CARACAS, Jan 6 (Reuters) - Venezuelan President Nicolas Maduro on Monday announced a 10 percent increase in the minimum wage and pensions in efforts to maintain consumer spending power amid spiraling inflation that reached 56.2 percent last year.
Maduro blames the soaring consumer prices on an opposition-led effort backed by Washington, though critics say it is the product of an aggressive expansion of the money supply and declining productivity of the economy.
“This is because we are at war,” Maduro said during a televised broadcast announcing the measures. “There is an economic war against the country and we are defending ourselves.”
Maduro said the increase would leave the minimum wage rising faster than inflation over 12 months.
The hike would put the monthly minimum wage at 3,270 bolivars. That is equivalent to $519 at the official rate, which economists say is vastly over-valued, but only $51 at the black market rate.

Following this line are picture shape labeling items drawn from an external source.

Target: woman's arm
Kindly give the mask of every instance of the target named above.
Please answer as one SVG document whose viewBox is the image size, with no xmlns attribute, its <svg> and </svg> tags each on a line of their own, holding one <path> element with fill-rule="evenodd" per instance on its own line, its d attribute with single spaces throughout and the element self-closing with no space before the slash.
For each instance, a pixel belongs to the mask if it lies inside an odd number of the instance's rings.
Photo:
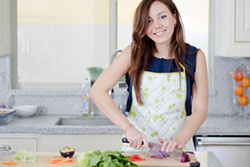
<svg viewBox="0 0 250 167">
<path fill-rule="evenodd" d="M 162 141 L 160 139 L 161 142 L 165 142 L 162 150 L 166 152 L 172 152 L 174 148 L 183 148 L 206 119 L 208 106 L 208 77 L 205 55 L 201 50 L 197 53 L 196 62 L 195 84 L 193 85 L 192 92 L 192 115 L 173 140 Z"/>
<path fill-rule="evenodd" d="M 147 147 L 148 142 L 145 135 L 130 124 L 108 94 L 120 78 L 128 72 L 130 64 L 131 46 L 128 46 L 95 81 L 90 91 L 90 98 L 108 119 L 124 131 L 131 147 L 141 148 L 142 141 L 144 142 L 143 147 Z"/>
</svg>

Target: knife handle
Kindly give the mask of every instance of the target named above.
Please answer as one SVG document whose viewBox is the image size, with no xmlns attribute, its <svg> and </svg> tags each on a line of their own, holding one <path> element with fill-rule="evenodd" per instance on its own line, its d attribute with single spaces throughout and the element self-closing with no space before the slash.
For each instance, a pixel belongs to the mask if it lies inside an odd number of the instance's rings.
<svg viewBox="0 0 250 167">
<path fill-rule="evenodd" d="M 129 143 L 129 141 L 128 141 L 128 139 L 126 137 L 122 138 L 122 142 L 123 143 Z M 144 144 L 144 142 L 142 141 L 141 145 L 143 145 L 143 144 Z"/>
</svg>

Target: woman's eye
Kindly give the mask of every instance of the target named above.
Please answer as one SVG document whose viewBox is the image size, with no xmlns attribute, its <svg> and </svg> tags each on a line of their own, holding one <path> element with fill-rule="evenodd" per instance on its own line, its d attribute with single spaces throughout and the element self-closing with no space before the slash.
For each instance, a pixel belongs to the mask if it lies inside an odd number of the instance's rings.
<svg viewBox="0 0 250 167">
<path fill-rule="evenodd" d="M 161 16 L 161 19 L 165 19 L 167 16 L 166 15 L 162 15 Z"/>
</svg>

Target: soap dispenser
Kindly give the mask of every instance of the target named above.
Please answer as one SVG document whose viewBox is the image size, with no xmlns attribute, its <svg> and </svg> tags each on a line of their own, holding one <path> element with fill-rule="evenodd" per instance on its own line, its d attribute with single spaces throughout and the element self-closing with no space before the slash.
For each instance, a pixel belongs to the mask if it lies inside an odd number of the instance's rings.
<svg viewBox="0 0 250 167">
<path fill-rule="evenodd" d="M 91 100 L 89 98 L 89 91 L 91 88 L 89 77 L 85 77 L 82 84 L 83 95 L 82 95 L 82 114 L 89 116 L 91 114 Z"/>
</svg>

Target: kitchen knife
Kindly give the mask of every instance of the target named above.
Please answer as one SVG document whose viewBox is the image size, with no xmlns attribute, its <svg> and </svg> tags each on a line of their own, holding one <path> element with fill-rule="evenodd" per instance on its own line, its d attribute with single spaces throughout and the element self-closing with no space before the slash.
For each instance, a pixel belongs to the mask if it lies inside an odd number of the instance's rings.
<svg viewBox="0 0 250 167">
<path fill-rule="evenodd" d="M 129 143 L 129 141 L 128 141 L 128 139 L 126 137 L 122 138 L 122 142 L 123 143 Z M 144 144 L 144 142 L 142 141 L 142 145 L 143 144 Z M 161 150 L 162 144 L 153 143 L 153 142 L 149 142 L 148 144 L 149 144 L 148 146 L 149 146 L 150 149 L 153 148 L 153 147 L 155 147 L 154 149 L 151 149 L 152 153 L 154 153 L 153 150 Z M 183 152 L 182 149 L 180 149 L 180 150 L 179 149 L 174 149 L 173 152 L 169 152 L 168 154 L 170 156 L 172 156 L 172 157 L 176 157 L 178 159 L 180 158 L 180 160 L 181 160 L 182 152 Z"/>
</svg>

Maduro, a former union leader, says price increases have been artificially “induced” by unscrupulous business leaders seeking to exploit consumers and destabilize his government.
Critics note the country’s monetary liquidity -- a key measure of the money supply -- expanded by 69 percent in 2013 compared with economic growth of less than 2 percent, resulting in more money chasing the same amount of goods and services.
They say the private sector has been weakened by state-centered economic policies of late socialist leader Hugo Chavez, including exchange controls and a wide-ranging price control mechanism, which Maduro has vowed to maintain.